31/10/18 à 10:10 - Mise à jour à 10:09

Source: Afp

Le suspense aura duré 48 heures mais Roger Federer a fini par dire oui au Masters 1000 de Paris. Pour la première fois depuis trois ans, le Suisse aux vingt couronnes en Grand Chelem va jouer dans la capitale française.

Federer dit enfin oui à Paris!

Roger Federer dit enfin oui à Paris! © ISOPIX

Depuis son neuvième sacre à Bâle dimanche, c'était la question qui agitait organisateurs, journalistes et spectateurs: Federer allait-il, enfin, faire le déplacement pour le tournoi parisien ou le zapper une fois de plus ? La réponse est tombée vers 16h00, de la bouche du principal intéressé, après deux jours à guetter ses moindres faits et gestes, de son arrivée à Paris à son premier entraînement à Bercy, débuté peu après 14h30.

"Je sens que c'est mieux pour moi de jouer des matches plutôt que de rester à l'entraînement, tant que je n'ai pas le sentiment de prendre des risques au niveau physique en vue de Londres", qui accueille le Masters de fin d'année (11-18 novembre), réunissant les huit meilleurs joueurs de la saison, "ou pour la suite de ma carrière", a expliqué le Suisse en conférence de presse, à la sortie d'une quarantaine de minutes d'entraînement.

"J'ai le sentiment d'avoir bien récupéré de la semaine dernière. Aujourd'hui (mardi), je me sens bien", a-t-il ajouté, deux jours après son neuvième sacre à Bâle, dans sa ville natale.

- Raonic pour débuter -

Exempté de premier tour, le N.3 mondial affrontera mercredi le redoutable serveur canadien Milos Raonic (21e), tombeur au bout d'un match de près de trois heures de Jo-Wilfried Tsonga.

Sa participation entérinée, Federer, 37 ans et une deuxième partie de saison fade par rapports à ses standards, reste très prudent sur ses chances de soulever dimanche un historique centième trophée, lui qui ne s'est imposé qu'une fois dans la salle parisienne, en 2011.

"C'est très compliqué de gagner cinq matches d'affilée, en cinq jours, dans un tournoi de ce calibre-là", d'autant plus "avec le retour de Nadal et Djokovic tellement en forme", a estimé le Suisse, en qualifiant son tirage de "difficile".

Centième de Roger ou pas, après une édition 2017 décimée (forfait de Federer et Djokovic, abandon de Nadal avant son quart de finale), les organisateurs, le directeur de l'épreuve Guy Forget en tête, poussent un soupir de soulagement.
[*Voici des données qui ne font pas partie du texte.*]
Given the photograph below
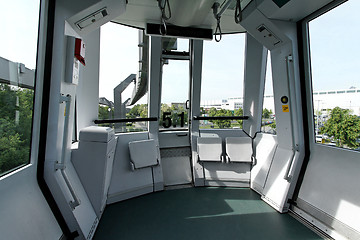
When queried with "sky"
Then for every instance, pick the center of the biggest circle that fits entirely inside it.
(335, 61)
(19, 27)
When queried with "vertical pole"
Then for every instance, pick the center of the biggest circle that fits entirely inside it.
(154, 96)
(196, 51)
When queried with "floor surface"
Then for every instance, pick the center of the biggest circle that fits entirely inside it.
(199, 213)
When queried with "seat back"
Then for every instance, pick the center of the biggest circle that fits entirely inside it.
(209, 149)
(143, 153)
(239, 149)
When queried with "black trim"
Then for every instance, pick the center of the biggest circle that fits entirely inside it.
(125, 120)
(177, 31)
(222, 118)
(44, 119)
(300, 38)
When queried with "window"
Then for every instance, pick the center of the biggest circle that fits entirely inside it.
(334, 66)
(222, 81)
(175, 90)
(18, 46)
(268, 123)
(123, 67)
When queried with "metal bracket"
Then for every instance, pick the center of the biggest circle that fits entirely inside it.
(59, 166)
(66, 98)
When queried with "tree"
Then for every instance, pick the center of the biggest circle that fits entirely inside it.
(177, 112)
(220, 113)
(15, 126)
(266, 113)
(344, 127)
(239, 112)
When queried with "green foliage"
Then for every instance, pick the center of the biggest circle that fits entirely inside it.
(221, 113)
(15, 129)
(266, 113)
(175, 111)
(104, 112)
(138, 111)
(343, 127)
(239, 112)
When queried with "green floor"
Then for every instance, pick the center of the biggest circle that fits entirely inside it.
(198, 213)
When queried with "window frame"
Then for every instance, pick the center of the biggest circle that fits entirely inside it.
(306, 51)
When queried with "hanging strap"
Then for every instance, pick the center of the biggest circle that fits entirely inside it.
(163, 4)
(218, 33)
(238, 13)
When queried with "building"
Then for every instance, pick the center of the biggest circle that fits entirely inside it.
(323, 101)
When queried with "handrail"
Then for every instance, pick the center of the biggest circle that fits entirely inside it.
(221, 118)
(124, 120)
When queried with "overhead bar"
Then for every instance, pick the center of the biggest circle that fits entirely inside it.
(221, 118)
(125, 120)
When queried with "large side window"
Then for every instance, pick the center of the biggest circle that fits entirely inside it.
(18, 47)
(123, 77)
(335, 65)
(222, 81)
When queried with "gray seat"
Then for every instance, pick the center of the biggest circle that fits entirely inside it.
(239, 149)
(209, 149)
(143, 154)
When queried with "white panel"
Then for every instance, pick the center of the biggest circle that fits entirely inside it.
(24, 213)
(86, 102)
(331, 183)
(232, 172)
(93, 163)
(265, 147)
(291, 11)
(91, 18)
(276, 188)
(126, 183)
(143, 153)
(209, 148)
(176, 170)
(170, 139)
(239, 149)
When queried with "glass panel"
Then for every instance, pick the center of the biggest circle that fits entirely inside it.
(119, 58)
(222, 81)
(18, 46)
(268, 124)
(174, 94)
(335, 76)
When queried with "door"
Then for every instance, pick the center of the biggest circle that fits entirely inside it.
(173, 123)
- Djokovic toujours impérial -

Novak Djokovic lui n'a pas laissé s'installer très longtemps le suspense pour son entrée en lice dans le tournoi. Légèrement accroché au premier set face au Portugais Joao Sousa, le Serbe, lancé dans un duel avec Rafael Nadal cette semaine pour tenter de lui ravir le trône mondial, s'est bien repris pour finalement s'imposer et deux sets 7-5, 6-1. S'il a semblé un peu nerveux au premier set, "Nole" a assuré ne pas l'avoir été "plus que d'habitude en tout cas."

"Quand on joue ce genre de match, il faut amener de l'intensité, un peu de tension, mais rien d'inhabituel", a-t-il confié.

Il affrontera en 8e de finale le Bosniaque Damir Dzumhur, tombeur du Grec Tsitsipas.

Le tour de l'Espagnol, à l'arrêt depuis début septembre (genou), viendra mercredi, contre Verdasco (27e).